Hi everyone,
I have data from great apes, where we measured how long they stayed in a specific zone. Each of the apes did 3 trials, corresponding to 3 conditions. Because it is time data, and because we stopped measuring after 6 minutes, the time parameter space is between 0 and 360 seconds.
I fitted a brms model to model this and assess the difference between conditions:
Specify the priors
# Specify the priors for the model
prior <- c(
prior(normal(0, 10), class = "Intercept"),
prior(normal(0, 10), class = "b"),
prior(inv_gamma(0.1, 0.1), class = "sigma")
)
Specify the model formula for conditions
# Specify the model formula
formula <- approach_time_Final|trunc(lb=-0.01) ~ condition + (1 | subject)
Fit the model
# Fit a log link Gaussian model
model <- brm(formula, data = Apedata, family = ???,
prior = prior, iter = 50000 , chains = 3, warmup = 20000, cores = 6,control = list(adapt_delta = 0.9) ,save_pars = save_pars(all = TRUE))

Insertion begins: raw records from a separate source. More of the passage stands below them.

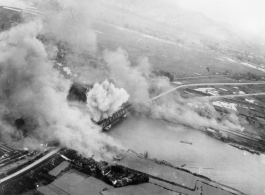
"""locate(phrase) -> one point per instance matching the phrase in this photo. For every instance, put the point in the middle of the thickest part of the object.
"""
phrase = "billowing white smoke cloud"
(31, 89)
(104, 99)
(128, 77)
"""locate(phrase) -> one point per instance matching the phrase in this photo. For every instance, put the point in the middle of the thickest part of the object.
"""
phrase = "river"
(207, 156)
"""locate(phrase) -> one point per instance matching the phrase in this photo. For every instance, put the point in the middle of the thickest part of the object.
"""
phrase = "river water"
(207, 156)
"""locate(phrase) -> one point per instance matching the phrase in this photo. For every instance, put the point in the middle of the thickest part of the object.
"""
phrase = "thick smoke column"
(104, 99)
(31, 89)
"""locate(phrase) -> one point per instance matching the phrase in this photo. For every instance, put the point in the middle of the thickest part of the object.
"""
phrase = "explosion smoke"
(104, 99)
(31, 89)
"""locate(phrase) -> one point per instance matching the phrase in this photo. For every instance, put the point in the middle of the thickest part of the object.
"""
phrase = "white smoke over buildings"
(32, 89)
(105, 99)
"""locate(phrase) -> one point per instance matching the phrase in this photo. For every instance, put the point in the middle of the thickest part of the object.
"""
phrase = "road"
(228, 96)
(31, 165)
(204, 84)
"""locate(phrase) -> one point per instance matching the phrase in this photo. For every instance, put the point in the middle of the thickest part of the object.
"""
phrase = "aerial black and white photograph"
(132, 97)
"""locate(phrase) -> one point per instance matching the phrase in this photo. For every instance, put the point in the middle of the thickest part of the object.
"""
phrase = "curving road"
(228, 96)
(207, 84)
(31, 165)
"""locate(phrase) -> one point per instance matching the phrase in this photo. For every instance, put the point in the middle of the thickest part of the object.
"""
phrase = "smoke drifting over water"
(32, 90)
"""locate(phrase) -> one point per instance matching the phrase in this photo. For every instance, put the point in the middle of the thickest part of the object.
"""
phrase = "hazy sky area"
(248, 15)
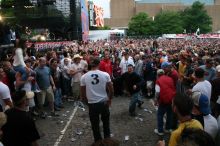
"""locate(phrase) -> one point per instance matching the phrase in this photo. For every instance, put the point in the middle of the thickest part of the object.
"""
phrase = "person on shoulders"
(93, 90)
(20, 128)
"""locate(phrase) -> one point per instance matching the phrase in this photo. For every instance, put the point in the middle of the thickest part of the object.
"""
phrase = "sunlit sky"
(105, 4)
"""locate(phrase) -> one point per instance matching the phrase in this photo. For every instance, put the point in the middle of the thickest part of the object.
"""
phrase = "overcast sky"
(105, 4)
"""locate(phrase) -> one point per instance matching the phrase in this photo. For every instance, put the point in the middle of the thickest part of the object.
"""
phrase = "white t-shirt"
(95, 82)
(18, 58)
(204, 87)
(4, 94)
(77, 76)
(210, 125)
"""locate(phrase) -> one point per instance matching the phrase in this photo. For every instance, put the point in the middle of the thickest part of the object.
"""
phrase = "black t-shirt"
(20, 129)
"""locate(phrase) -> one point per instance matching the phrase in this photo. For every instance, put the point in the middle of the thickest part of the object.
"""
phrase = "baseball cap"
(202, 101)
(165, 64)
(218, 68)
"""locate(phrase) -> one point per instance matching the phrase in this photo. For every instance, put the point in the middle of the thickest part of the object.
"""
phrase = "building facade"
(122, 11)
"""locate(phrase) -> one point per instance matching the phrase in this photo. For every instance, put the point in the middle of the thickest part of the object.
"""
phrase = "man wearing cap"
(202, 85)
(215, 98)
(76, 71)
(170, 71)
(133, 84)
(46, 85)
(165, 91)
(125, 61)
(202, 112)
(210, 71)
(93, 89)
(106, 64)
(20, 128)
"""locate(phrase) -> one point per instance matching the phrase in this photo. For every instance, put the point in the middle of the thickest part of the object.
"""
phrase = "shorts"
(43, 94)
(76, 89)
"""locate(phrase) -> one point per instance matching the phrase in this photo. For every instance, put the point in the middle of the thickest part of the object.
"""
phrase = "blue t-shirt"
(43, 77)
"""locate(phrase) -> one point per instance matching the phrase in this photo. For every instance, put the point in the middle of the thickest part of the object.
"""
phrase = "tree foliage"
(140, 24)
(168, 22)
(196, 17)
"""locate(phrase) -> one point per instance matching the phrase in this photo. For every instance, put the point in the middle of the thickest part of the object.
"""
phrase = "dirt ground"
(72, 127)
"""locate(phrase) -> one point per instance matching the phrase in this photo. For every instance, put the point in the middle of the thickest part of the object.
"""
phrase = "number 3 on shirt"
(95, 79)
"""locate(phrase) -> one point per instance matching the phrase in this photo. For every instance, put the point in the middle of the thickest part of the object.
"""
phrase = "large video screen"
(98, 10)
(84, 20)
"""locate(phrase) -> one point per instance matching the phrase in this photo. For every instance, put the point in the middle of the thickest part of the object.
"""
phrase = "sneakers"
(158, 133)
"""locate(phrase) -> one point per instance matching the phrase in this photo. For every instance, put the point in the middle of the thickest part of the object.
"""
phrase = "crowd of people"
(181, 75)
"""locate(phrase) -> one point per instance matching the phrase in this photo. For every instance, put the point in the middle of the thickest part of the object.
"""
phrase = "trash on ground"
(141, 119)
(126, 138)
(78, 132)
(73, 139)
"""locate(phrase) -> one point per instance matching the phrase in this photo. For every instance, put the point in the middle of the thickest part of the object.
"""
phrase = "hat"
(20, 95)
(77, 56)
(165, 64)
(218, 68)
(160, 71)
(202, 101)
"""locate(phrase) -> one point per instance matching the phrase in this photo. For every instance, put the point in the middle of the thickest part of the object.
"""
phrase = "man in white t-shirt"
(202, 85)
(76, 71)
(93, 88)
(5, 97)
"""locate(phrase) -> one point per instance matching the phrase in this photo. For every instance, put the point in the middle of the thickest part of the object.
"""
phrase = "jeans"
(22, 71)
(136, 98)
(66, 86)
(57, 97)
(95, 110)
(162, 109)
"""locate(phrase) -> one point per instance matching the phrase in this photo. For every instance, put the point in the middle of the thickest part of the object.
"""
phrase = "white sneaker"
(158, 133)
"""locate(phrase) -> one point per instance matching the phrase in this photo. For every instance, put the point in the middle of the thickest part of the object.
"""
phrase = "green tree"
(140, 24)
(196, 17)
(168, 22)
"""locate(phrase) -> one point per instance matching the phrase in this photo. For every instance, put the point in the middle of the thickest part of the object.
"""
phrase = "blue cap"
(165, 64)
(202, 101)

However, for some reason I can’t find a proper family distribution that fits the data. There is a relatively high number of low values in there (and even a fair amount of zeros).
I have tried a variety of distributions (including survival distributions in which I set the zeros to 0.001), but something always goes wrong in a different part of subsequent data analysis:
- sometimes the model itself does not converge, shows poor Gelman or Geweke statistics
- Some distributions just fall outside of the parameter space (e.g., contain negative values or values much higher than 360). And truncating them results in one of the other problems.
- Sometimes the posterior predictive check does not even compute (I get NA warnings)
- Sometimes it fails to then generate expected predictive values (which I need for calculating contrasts)
- And then, finally, I one time had a problem with a distribution that seemed fine in all of these ways, until I tried to compute Bayesfactors between this model and a model with additional covariate predictors, and then I got an error that some estimated likelihoods weer inf/inf or -inf/-inf, suggesting that this was also not an appropriate distribution.
So if anyone has any ideas on what distribution to use, it would be greatly appreciated!
Best,
Wouter